Although some people use ketamine, referred to as “Special K” or “Vitamin K,” as a recreational drug, GHB is more common and, at only $10 a hit, it’s cheap.

Spurlock compares the GHB experience to an LSD trip.

“It gives you this euphoric feeling. There is some dizziness, some confusion. Your inhibitions are down,” he said.

GHB takes effect within five to 10 minutes and lasts about six hours. After that, it leaves the body within four to seven hours.

“I don’t like to pick on ski resorts, but wherever there are large gatherings of people on vacation, these drugs show up,” Spurlock said. “There are tons of people coming and going, and you have no idea who they are. People’s inhibitions are down, and alcohol is always involved.

“You see a victim you would like to dominate, all you have to do is have five minutes of conversation with that person.

“They start acting intoxicated, you say, ‘It’s OK. I’ll take them home.’ By the time she’s in your car, she’s passed out. But what people saw was that she was walking around. She was rubbing him. She was really drunk.”

The perpetrators

On the night of Fat Tuesday, Audrey went to three bars. She was acting incredibly intoxicated even though she had had only one drink, but no one intervened.

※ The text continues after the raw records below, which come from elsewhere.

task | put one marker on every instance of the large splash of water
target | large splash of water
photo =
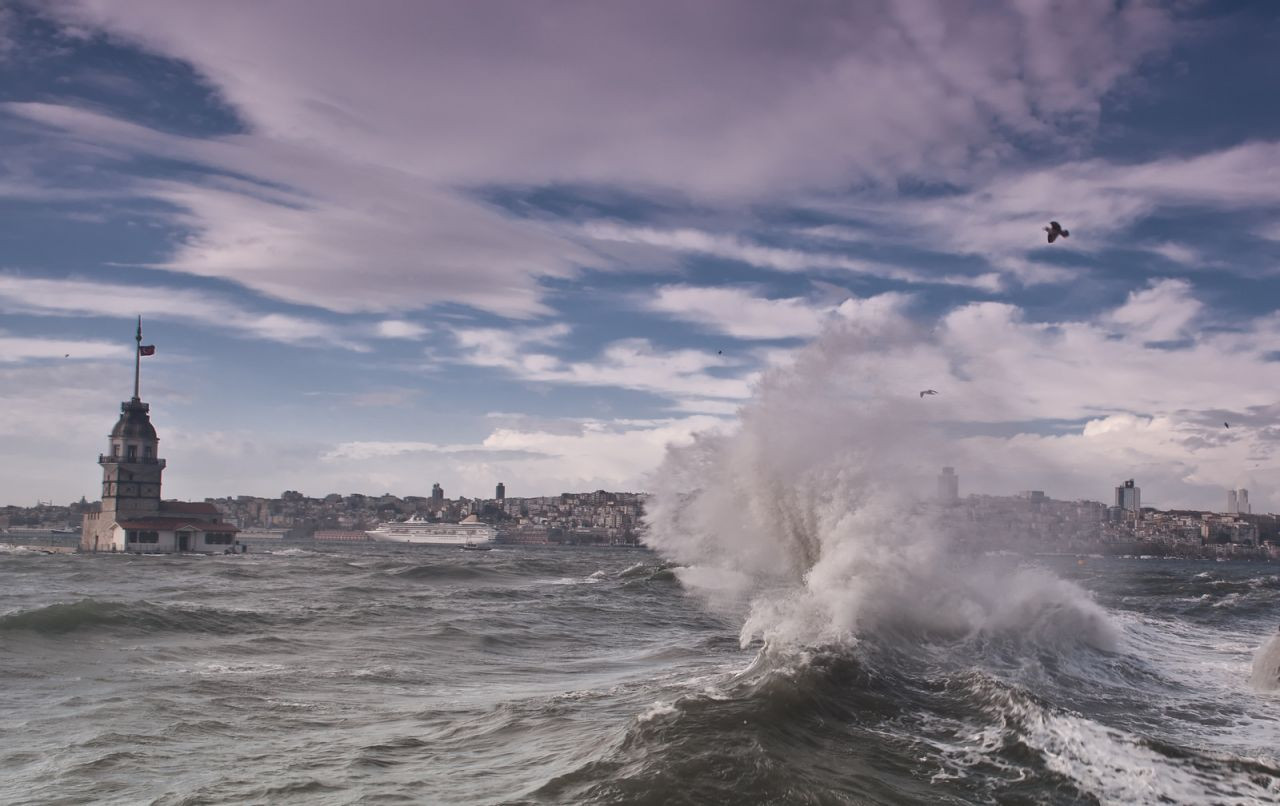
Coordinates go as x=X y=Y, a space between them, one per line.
x=816 y=516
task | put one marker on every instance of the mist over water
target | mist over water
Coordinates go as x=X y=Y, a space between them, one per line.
x=817 y=518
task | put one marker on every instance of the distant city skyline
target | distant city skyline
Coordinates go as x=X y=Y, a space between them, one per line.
x=368 y=262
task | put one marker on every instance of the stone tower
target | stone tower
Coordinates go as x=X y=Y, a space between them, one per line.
x=131 y=468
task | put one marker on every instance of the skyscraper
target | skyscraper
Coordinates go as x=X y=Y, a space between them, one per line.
x=949 y=486
x=1129 y=497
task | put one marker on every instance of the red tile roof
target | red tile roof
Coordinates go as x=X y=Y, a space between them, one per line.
x=176 y=523
x=188 y=507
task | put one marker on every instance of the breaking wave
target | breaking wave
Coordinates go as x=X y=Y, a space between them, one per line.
x=809 y=522
x=135 y=616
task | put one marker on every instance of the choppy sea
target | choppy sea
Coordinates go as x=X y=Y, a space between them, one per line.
x=401 y=674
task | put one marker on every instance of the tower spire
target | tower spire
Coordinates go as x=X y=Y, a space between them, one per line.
x=137 y=360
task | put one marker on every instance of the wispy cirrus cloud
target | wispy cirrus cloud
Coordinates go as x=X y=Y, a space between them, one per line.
x=626 y=363
x=741 y=314
x=21 y=294
x=362 y=201
x=22 y=348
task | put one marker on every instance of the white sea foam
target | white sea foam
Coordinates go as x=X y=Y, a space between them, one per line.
x=1266 y=665
x=813 y=516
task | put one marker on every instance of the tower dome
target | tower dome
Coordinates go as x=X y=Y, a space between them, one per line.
x=135 y=421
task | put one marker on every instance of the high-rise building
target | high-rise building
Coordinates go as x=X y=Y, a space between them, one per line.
x=949 y=485
x=1129 y=497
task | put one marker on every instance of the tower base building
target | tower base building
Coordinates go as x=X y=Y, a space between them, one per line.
x=132 y=517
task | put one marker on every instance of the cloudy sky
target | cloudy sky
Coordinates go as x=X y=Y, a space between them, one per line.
x=385 y=244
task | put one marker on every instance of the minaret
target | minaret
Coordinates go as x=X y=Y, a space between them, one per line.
x=132 y=467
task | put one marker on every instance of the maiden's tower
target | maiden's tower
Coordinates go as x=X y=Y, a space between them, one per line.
x=132 y=517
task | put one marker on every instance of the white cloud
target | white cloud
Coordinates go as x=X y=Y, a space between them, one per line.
x=1001 y=220
x=366 y=132
x=400 y=329
x=1178 y=252
x=1161 y=312
x=627 y=363
x=21 y=348
x=772 y=257
x=19 y=294
x=740 y=314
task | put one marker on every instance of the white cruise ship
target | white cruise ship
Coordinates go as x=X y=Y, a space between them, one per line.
x=417 y=529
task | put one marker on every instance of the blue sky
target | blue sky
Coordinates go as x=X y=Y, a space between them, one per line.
x=380 y=246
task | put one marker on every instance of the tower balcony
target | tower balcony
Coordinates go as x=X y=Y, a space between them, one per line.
x=109 y=459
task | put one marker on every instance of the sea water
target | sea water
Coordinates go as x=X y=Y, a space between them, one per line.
x=369 y=673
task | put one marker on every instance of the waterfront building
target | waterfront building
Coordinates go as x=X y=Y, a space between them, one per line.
x=949 y=486
x=132 y=517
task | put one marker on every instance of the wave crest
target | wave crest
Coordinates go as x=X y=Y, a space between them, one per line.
x=808 y=520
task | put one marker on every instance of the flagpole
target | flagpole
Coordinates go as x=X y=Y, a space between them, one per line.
x=137 y=360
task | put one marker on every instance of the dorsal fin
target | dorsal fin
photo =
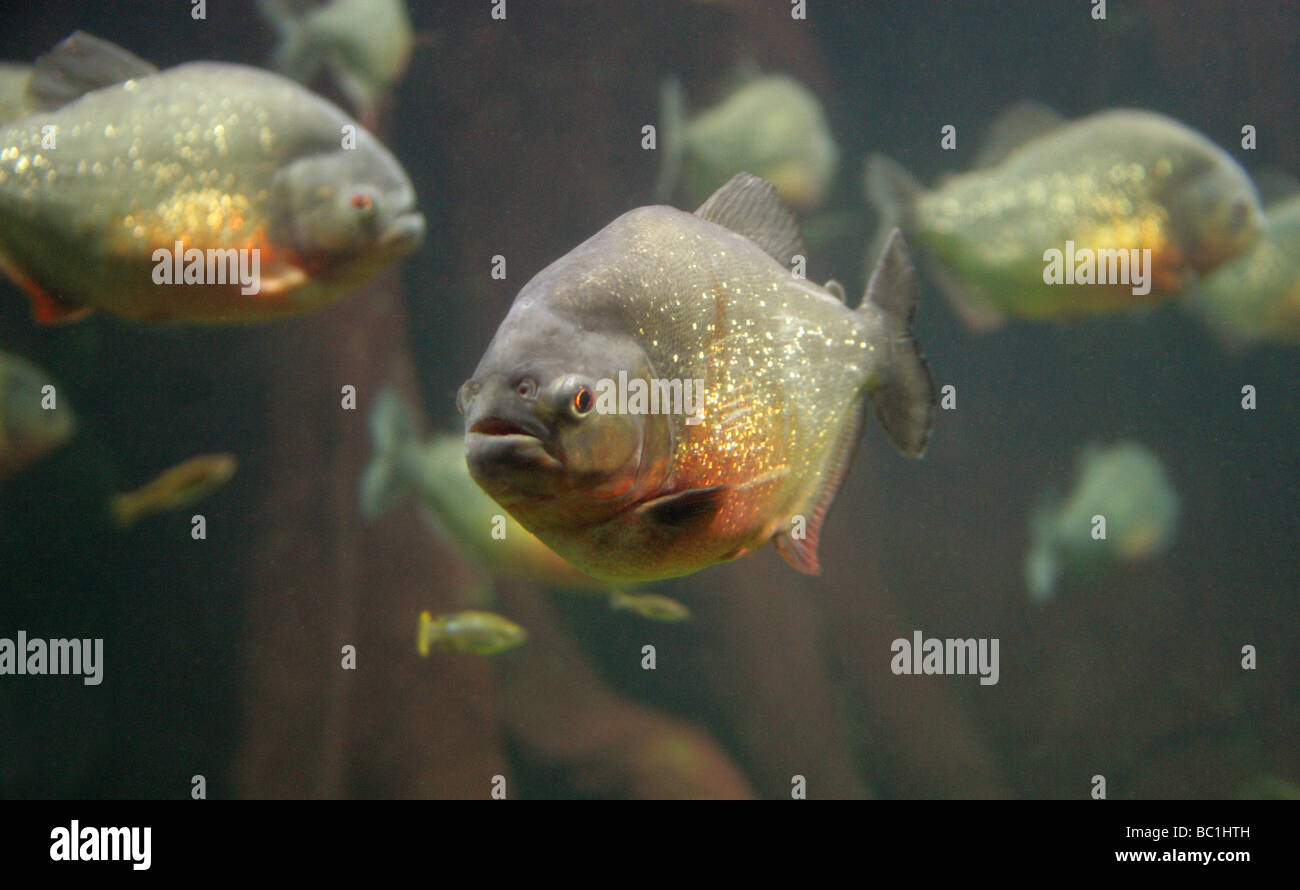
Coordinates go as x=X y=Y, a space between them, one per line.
x=1017 y=125
x=750 y=207
x=78 y=65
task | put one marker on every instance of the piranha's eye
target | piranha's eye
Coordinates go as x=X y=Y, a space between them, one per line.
x=583 y=402
x=362 y=202
x=466 y=396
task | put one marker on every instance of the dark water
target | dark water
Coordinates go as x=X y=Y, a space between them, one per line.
x=521 y=139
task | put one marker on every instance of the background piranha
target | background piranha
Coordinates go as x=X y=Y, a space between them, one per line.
x=124 y=161
x=33 y=420
x=1113 y=181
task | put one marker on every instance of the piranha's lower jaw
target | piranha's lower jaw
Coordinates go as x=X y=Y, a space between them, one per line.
x=510 y=460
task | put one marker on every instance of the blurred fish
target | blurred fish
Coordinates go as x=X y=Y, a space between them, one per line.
x=771 y=126
x=174 y=489
x=476 y=633
x=1127 y=485
x=364 y=43
x=29 y=430
x=13 y=91
x=436 y=473
x=650 y=606
x=1117 y=181
x=1257 y=295
x=182 y=176
x=662 y=300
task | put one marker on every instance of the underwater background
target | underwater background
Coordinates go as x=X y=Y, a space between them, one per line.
x=523 y=137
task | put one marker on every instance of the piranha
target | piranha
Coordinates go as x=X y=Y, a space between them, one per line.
x=1127 y=487
x=204 y=192
x=654 y=607
x=434 y=472
x=628 y=493
x=1257 y=295
x=476 y=633
x=365 y=44
x=770 y=125
x=13 y=91
x=34 y=415
x=173 y=489
x=1135 y=203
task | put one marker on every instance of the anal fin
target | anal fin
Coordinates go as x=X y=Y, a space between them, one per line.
x=51 y=311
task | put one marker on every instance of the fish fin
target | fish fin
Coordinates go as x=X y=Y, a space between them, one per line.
x=47 y=309
x=802 y=551
x=282 y=279
x=892 y=191
x=81 y=64
x=683 y=509
x=1014 y=126
x=1043 y=563
x=391 y=432
x=750 y=207
x=800 y=554
x=901 y=390
x=975 y=311
x=672 y=138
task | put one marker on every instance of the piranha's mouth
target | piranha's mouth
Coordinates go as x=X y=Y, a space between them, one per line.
x=498 y=426
x=508 y=452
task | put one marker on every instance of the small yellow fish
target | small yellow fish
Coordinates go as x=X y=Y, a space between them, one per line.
x=650 y=606
x=1066 y=218
x=33 y=420
x=174 y=489
x=476 y=633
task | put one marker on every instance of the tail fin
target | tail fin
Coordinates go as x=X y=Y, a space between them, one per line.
x=902 y=393
x=384 y=482
x=892 y=191
x=672 y=125
x=1043 y=563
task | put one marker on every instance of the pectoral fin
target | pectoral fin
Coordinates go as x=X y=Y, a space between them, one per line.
x=684 y=509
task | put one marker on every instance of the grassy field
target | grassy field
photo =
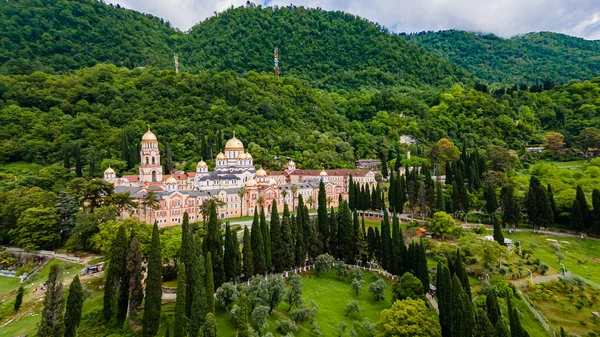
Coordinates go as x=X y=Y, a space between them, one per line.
x=582 y=257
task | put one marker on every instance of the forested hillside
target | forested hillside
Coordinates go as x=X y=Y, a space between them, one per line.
x=60 y=35
x=530 y=58
x=100 y=113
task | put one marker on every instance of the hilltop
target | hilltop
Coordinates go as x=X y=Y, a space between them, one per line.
x=529 y=58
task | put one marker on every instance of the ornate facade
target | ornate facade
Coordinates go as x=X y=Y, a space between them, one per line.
x=234 y=183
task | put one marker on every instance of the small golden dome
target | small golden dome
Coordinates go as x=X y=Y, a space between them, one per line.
x=234 y=144
x=261 y=173
x=149 y=137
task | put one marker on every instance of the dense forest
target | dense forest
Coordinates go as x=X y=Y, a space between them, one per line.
x=530 y=58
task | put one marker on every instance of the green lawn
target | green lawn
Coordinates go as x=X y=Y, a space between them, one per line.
x=582 y=257
x=7 y=284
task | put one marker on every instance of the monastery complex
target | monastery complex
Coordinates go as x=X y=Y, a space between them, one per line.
x=235 y=183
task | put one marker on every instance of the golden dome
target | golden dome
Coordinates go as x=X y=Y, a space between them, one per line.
x=202 y=164
x=234 y=144
x=149 y=137
x=261 y=173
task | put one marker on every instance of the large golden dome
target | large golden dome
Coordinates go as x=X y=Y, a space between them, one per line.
x=234 y=144
x=149 y=137
x=261 y=173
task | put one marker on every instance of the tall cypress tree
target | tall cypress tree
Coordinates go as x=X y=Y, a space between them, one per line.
x=228 y=255
x=51 y=324
x=596 y=210
x=213 y=243
x=74 y=306
x=115 y=273
x=210 y=286
x=299 y=246
x=248 y=265
x=200 y=303
x=189 y=258
x=386 y=242
x=266 y=239
x=258 y=248
x=152 y=303
x=398 y=247
x=322 y=219
x=180 y=321
x=461 y=272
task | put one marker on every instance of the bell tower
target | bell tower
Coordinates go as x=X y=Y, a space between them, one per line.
x=150 y=168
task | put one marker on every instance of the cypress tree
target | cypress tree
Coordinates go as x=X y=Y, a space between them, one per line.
x=444 y=295
x=439 y=198
x=345 y=229
x=210 y=326
x=228 y=255
x=180 y=321
x=248 y=264
x=493 y=309
x=334 y=233
x=585 y=212
x=596 y=210
x=266 y=239
x=133 y=266
x=371 y=243
x=498 y=236
x=214 y=245
x=189 y=258
x=19 y=299
x=398 y=248
x=299 y=245
x=461 y=272
x=153 y=300
x=576 y=216
x=200 y=305
x=351 y=194
x=386 y=242
x=74 y=306
x=115 y=273
x=210 y=286
x=422 y=272
x=277 y=244
x=51 y=324
x=322 y=220
x=258 y=249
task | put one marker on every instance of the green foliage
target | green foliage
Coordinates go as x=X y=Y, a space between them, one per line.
x=74 y=307
x=529 y=58
x=152 y=302
x=406 y=318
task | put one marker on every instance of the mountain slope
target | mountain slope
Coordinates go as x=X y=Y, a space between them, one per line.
x=59 y=35
x=533 y=57
x=334 y=48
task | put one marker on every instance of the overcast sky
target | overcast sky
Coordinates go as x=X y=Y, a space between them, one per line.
x=502 y=17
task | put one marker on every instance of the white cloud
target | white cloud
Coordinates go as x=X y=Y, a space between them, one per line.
x=502 y=17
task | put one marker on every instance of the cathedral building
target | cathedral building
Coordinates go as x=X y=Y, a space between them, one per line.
x=235 y=184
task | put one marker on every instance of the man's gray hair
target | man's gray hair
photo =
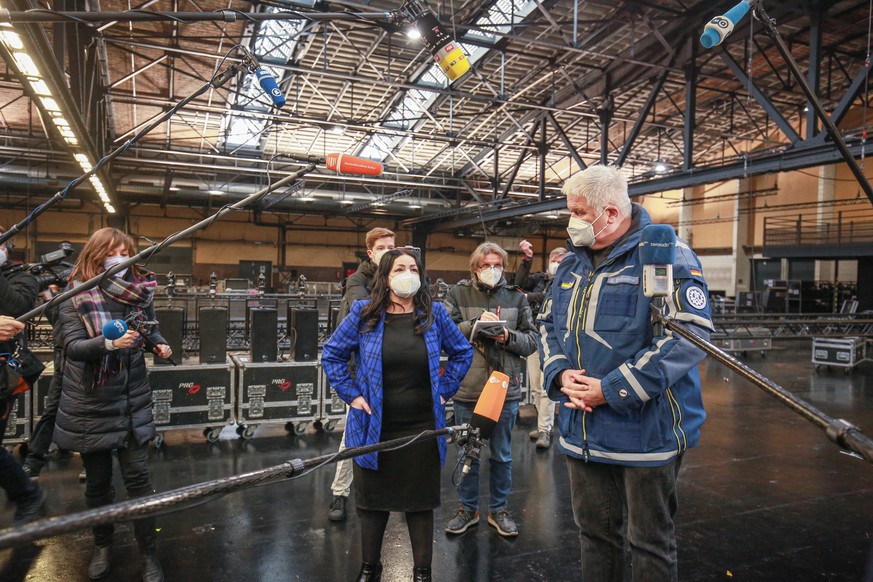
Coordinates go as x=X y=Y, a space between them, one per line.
x=600 y=186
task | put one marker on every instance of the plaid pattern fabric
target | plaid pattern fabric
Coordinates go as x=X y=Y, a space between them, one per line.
x=347 y=339
x=94 y=313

She was with her boyfriend for much of the night, but they had just started dating, and he had no idea that her behavior was completely out of character, she said.

Audrey has gone out since the Fat Tuesday incident, but she didn’t drink.

“I feel a little afraid to go out now,” she said. “I ordered a Diet Coke and I realized how easy it would be to slip something in there. It only takes a second.”

Audrey and her friends were lucky, Moore said. They were completely incapacitated, but they had no evidence of sexual assault when they woke up the next morning. Not all women are that lucky, Moore said. Of the eight calls she has received, five of the women think they might have been assaulted.

These women have a hard time getting people to believe them.

“Our society doesn’t want to accept the fact that there are bad people out there that rape,” Spurlock said. “They are monsters.

“These young ladies go out. They feel safe because they are in a small town. They meet an attractive guy. But when you go to trial, the victim is on trial, not the perpetrator.

“Ninety-nine percent of women don’t report until three days later. They feel ashamed because of the way they found themselves in the morning. They think their boyfriend will find out or their family. There are all these societal blockers, and perpetrators rely on that.”